Police dismantle a barricade set-up by protesters in the Kibera slum in Nairobi on Thursday.

Khalil Senosi/AP

Updated at 4 a.m. ET

Clashes between police and stone-throwing youths occurred in some parts of the Kenyan capital on Thursday as the country went to the polls for the second presidential election since August amid a boycott by opposition leader Raila Odinga.

In the latest voting, supporters of Odinga have blocked some polling stations as police fired tear gas in clashes with the opposition in Kibera, a Nairobi slum that is a key stronghold of anti-Kenyatta sentiment.

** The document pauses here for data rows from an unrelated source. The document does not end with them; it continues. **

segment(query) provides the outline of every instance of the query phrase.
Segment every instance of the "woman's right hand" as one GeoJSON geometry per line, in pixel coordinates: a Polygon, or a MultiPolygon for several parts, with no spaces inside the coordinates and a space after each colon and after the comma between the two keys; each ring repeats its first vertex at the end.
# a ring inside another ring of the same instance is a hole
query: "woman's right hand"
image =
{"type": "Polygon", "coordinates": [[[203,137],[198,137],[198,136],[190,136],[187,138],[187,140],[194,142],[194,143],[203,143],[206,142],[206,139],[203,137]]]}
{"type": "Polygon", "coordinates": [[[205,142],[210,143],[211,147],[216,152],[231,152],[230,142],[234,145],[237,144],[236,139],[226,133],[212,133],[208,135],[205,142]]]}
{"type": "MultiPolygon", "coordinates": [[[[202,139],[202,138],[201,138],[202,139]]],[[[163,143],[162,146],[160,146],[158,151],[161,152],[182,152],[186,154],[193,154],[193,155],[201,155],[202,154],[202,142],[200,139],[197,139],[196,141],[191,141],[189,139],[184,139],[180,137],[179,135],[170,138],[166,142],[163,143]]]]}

Police also battled stone-throwing Odinga supporters in Kisumu, another opposition stronghold. They fired tear-gas and, Reuters reports, live ammunition into the air in an effort to disperse protesters.

NPR's Eyder Peralta reports from Nairobi: "[There] are already roadblocks set up across opposition strongholds. Some polling places have been barricaded and in Kisumu, voting materials are stranded because there are no election staff to take them out to their precincts. In large swaths of Kenya, however, people are queuing and casting ballots and security forces have begun moving in to restive areas."

Kenya's President Uhuru Kenyatta, who is seeking a second term, was announced the winner in the Aug. 8 vote, but irregularities soon surfaced and the Supreme Court subsequently nullified the results.

Odinga, who told his supporters not to cast ballots on Thursday, calls the vote a "charade."

Speaking on Wednesday with Eyder he said: "I think the time comes in the history of a country when people have to stand up and say no to impunity."

The Associated Press reports:

"Voting, meanwhile, proceeded in areas where President Uhuru Kenyatta has support, but fewer voters were turning out in comparison to an Aug. 8 election that the Supreme Court nullified because it found illegalities and irregularities in the election process.

Voters lined up before dawn at a polling station in Kenyatta's hometown of Gatundu and electoral workers prepared ballot papers by flashlight after heavy rains knocked out power to the site. Downpours also disrupted the delivery of ballot papers in Kenya's Kitui area, according to local media."

The BBC reports that about 70 people have been killed in violence since the August election.